# Insurance



## lewharve (Apr 17, 2002)

we found a boat and had a survey but the insurance quotes have been outragous more than a car. why


----------



## CaptainForce (Jan 1, 2006)

Full coverage? A wood boat? ...In Florida during hurricane season? An old boat? What is outrageous?
I would likely agree, as I have a 1973 boat with Florida registration and was quoted a cost of 8.5% the value of my boat/year; therefore, I carry liability only. Take care and joy, Aythya crew


----------



## fmueller (Mar 14, 2012)

Speaking of insurance... 

Do most Marina's require both liability and Hull insurance? Or is liability only generally sufficient? I can understand the liability piece, but why would they require the Hull insurance?

Does anyone even write Hull insurance policies for 40 year old boats with really low value? My boat was free (to me) so I can't really imagine spending a lot of money on hull insurance (or even a survey which I think is required for most hull insurance, right?)

~fortunat


----------



## Squidd (Sep 26, 2011)

Exactly....


----------



## wingNwing (Apr 28, 2008)

The other factor besides cruising area that will hugely affect the cost of your insurance is your sailing resume. Documented training courses? Boat-owning history?

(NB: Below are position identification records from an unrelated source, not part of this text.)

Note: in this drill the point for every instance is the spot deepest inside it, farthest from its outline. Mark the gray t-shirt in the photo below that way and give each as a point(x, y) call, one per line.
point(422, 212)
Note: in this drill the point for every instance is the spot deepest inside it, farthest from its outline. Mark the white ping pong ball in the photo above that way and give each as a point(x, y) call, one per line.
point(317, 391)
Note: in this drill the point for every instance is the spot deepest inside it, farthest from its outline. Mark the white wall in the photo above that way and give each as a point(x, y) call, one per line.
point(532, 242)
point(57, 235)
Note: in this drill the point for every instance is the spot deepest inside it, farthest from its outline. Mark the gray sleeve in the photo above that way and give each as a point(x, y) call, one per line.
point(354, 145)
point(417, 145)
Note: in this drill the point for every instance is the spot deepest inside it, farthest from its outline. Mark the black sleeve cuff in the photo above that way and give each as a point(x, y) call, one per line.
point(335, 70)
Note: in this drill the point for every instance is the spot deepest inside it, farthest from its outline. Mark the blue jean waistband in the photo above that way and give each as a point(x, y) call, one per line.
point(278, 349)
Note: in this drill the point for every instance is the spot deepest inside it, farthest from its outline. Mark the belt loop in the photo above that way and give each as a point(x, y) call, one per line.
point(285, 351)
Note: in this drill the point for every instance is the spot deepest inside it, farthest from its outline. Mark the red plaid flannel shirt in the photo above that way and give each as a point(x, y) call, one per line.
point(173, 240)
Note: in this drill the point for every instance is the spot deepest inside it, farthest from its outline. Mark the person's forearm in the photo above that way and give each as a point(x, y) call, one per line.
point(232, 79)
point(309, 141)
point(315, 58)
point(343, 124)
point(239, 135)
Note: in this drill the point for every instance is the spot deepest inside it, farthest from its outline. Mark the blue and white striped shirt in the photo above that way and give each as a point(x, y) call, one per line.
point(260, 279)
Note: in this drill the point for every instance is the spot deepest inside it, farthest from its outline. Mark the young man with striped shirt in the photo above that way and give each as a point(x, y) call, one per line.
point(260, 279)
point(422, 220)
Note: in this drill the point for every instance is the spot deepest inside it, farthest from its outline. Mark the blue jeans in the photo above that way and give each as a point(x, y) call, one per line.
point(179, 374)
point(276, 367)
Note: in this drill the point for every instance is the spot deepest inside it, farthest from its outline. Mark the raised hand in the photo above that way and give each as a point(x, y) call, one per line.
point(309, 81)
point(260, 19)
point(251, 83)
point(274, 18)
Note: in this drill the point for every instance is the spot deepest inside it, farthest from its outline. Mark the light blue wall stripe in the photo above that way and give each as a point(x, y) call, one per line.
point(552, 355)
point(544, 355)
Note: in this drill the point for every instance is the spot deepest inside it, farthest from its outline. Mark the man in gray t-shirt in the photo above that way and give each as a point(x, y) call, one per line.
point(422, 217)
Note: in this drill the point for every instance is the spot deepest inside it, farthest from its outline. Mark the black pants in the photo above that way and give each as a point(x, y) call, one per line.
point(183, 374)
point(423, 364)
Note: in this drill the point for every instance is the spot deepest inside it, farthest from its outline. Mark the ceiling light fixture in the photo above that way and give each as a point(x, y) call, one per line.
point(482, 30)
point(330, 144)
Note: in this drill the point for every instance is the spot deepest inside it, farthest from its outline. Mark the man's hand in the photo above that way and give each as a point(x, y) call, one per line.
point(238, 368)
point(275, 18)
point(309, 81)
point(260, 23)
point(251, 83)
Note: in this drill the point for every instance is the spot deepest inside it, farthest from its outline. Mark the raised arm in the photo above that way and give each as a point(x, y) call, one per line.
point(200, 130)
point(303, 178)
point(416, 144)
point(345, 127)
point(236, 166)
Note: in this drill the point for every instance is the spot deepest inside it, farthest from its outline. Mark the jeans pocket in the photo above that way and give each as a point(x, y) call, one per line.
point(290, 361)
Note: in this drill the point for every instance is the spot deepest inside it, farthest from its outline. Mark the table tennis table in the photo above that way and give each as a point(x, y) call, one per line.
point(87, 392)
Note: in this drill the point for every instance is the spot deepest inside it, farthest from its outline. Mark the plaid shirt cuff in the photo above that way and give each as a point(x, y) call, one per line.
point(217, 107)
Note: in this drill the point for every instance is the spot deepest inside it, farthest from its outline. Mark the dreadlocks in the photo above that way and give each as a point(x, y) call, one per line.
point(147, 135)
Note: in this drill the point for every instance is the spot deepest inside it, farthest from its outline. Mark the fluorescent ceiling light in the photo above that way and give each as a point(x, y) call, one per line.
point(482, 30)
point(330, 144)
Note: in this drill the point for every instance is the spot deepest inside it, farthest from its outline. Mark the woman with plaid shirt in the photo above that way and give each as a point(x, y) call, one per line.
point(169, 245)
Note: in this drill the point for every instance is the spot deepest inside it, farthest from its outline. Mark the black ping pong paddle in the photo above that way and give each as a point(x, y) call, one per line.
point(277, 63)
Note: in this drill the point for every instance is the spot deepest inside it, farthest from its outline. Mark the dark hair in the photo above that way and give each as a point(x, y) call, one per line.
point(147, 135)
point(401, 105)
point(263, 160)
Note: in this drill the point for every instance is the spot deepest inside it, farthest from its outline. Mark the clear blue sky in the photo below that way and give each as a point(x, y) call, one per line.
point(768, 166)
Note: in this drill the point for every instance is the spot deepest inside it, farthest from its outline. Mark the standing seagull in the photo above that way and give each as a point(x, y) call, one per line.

I'd assume most marinas are more interested in your liability than your hull coverage (if your boat is damaged that makes it your problem, they only care about damage you do to others or to their docks) but I can't say that definitely since we have both insurances - this boat is our only home.


----------



## lewharve (Apr 17, 2002)

the boat is a 1980 CAL 39 and we will keep it in fla this year. as we work for FEMA during hurrican season we can put it up. but we plan to sail at least to philly next year. so if I just carried liability it would be less than a grand do you think?
if you live abord at least 51% of the time, FEMA will help to repair the boat if it is in a declared disaster.


----------



## MarkSF (Feb 21, 2011)

Having got boat insurance for the first time last year, I can tell you the quotes were all over the map.

Two suggestions : Boat US, and State Farm.


----------



## hellosailor (Apr 11, 2006)

lew, your insurance rate will depend on your own credentials, past ownership of similarly sized vessels, years of experience, geographic location, sailing areas covered, and almost anything else that can be used to identify you as a potential risk, including credit history, past employment, and having a home on land or being a vagrant. (So to speak.)

When in doubt ASK your insurer what criteria are being used and if you can do anything about them. A real broker can give you answers. Sometimes taking USCG Aux or USPower Squadron classes--or joining the organization--can get you a better rate.

But if it is your first time owning a large boat, and it is an older boat, and you have no home on land, and you're in hurricane country....Yeah, that may cost you.


----------



## MarkSF (Feb 21, 2011)

sidney777 said:


> I've seen no ryme or reason for insurance in marinas. Some marinas use ins. requirement to keep certain people out. Some of best marinas in panhandle Florida and Alabama did not require ins. (I have State Farm). Boat US wanted a take out of water survey this time, but not 6 yrs ago!.... One marina had a boat catch fire and now wants LIABILITY INS. In my experience; marinas only wanted liability ins. Also, none of them KNEW if they wanted Full coverage ins (strange but true). I'm sure some know.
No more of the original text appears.